Pourquoi nos villes perdent leurs jardins?
Comprendre les causes profondes et les leviers d’action pour les territoires marocains

Pourquoi nos villes perdent leurs jardins est aujourd’hui une question centrale pour l’avenir urbain au Maroc. Derrière la disparition progressive des espaces verts se cachent des mécanismes structurels liés à l’urbanisation, à la gouvernance et à la perception même du paysage dans les projets urbains. Comprendre ces causes permet non seulement d’expliquer la situation actuelle, mais surtout d’identifier des leviers concrets pour réinventer la place du jardin en ville.

La pression foncière comme moteur principal

Dans la majorité des villes marocaines, le sol urbain est devenu un actif financier avant d’être un support de vie. Les jardins, par définition peu générateurs de revenus directs, sont souvent considérés comme des réserves foncières mobilisables. Cette logique transforme progressivement les espaces verts en surfaces constructibles, surtout dans les zones centrales ou à fort potentiel immobilier. Le jardin disparaît alors non par négligence, mais par arbitrage économique.

Une planification urbaine longtemps minérale

L’héritage de l’urbanisme fonctionnel a profondément marqué la morphologie de nos villes. Les projets ont été pensés autour de la voirie, du bâti et des réseaux, reléguant le paysage à un rôle secondaire. Le jardin devient un ajout décoratif, rarement intégré dès la conception. Cette approche explique pourquoi les espaces verts sont fragmentés, résiduels et souvent mal connectés aux usages quotidiens.

L’entretien, maillon faible du système

Un jardin urbain n’est pas un objet figé. Il nécessite une gestion continue, des compétences et un budget adapté. Faute de stratégie d’entretien, de nombreux jardins se dégradent rapidement. Une fois perçus comme des espaces abandonnés ou insécurisés, ils perdent leur légitimité aux yeux des décideurs et des habitants. Leur suppression apparaît alors comme une solution plus simple que leur réhabilitation.
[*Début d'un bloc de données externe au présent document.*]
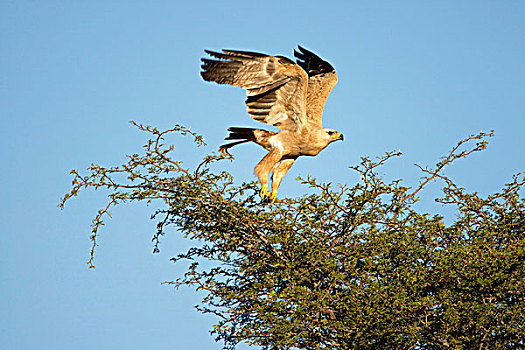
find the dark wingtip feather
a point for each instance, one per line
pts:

Le climat et la mauvaise conception paysagère

Le contexte climatique marocain impose une grande rigueur dans la conception des jardins. Lorsque les projets reposent sur des modèles importés, gourmands en eau et peu adaptés, l’échec est presque inévitable. Le stress hydrique accélère le dépérissement des plantations et renforce l’idée que le jardin est incompatible avec la réalité locale, alors que le problème réside dans le choix des espèces, des sols et des systèmes d’irrigation.

Une déconnexion sociale progressive

La disparition des jardins est aussi culturelle. Quand les habitants ne se reconnaissent plus dans ces espaces, ils cessent de les fréquenter et de les défendre. Le jardin n’est plus perçu comme un lieu de vie, mais comme un espace neutre, sans identité. Cette perte d’appropriation sociale fragilise durablement la place du végétal dans la ville.

Les conséquences invisibles mais majeures

La suppression des jardins accentue les îlots de chaleur, dégrade la qualité de l’air et impacte directement la santé mentale et physique des citadins. Elle affaiblit également l’attractivité des villes, tant pour les habitants que pour les investisseurs. À long terme, une ville sans jardins devient plus coûteuse à gérer, plus vulnérable face au changement climatique et socialement plus fragile.

Repenser le jardin comme infrastructure urbaine

Le jardin ne doit plus être considéré comme un luxe ou un simple embellissement. Il doit être pensé comme une infrastructure urbaine à part entière, au même titre que la voirie ou les réseaux. Bien conçu, il régule le microclimat, valorise le foncier environnant et renforce la cohésion sociale. Cette vision change radicalement la place du paysage dans les politiques urbaines.

Le rôle stratégique des professionnels du paysage

Les paysagistes, entreprises de travaux et fournisseurs ont un rôle clé à jouer. Leur expertise permet de concevoir des jardins sobres, durables et économiquement défendables. En démontrant la valeur ajoutée mesurable du paysage, ils peuvent repositionner le jardin comme un investissement stratégique pour les collectivités et les promoteurs.

Si nos villes perdent leurs jardins, ce n’est pas par manque de besoin, mais par manque de vision globale. Le jardin urbain est aujourd’hui un levier puissant pour répondre aux défis climatiques, sociaux et économiques. Le véritable enjeu n’est donc pas de savoir si nous pouvons nous permettre des jardins, mais si nous pouvons nous permettre de continuer à les perdre.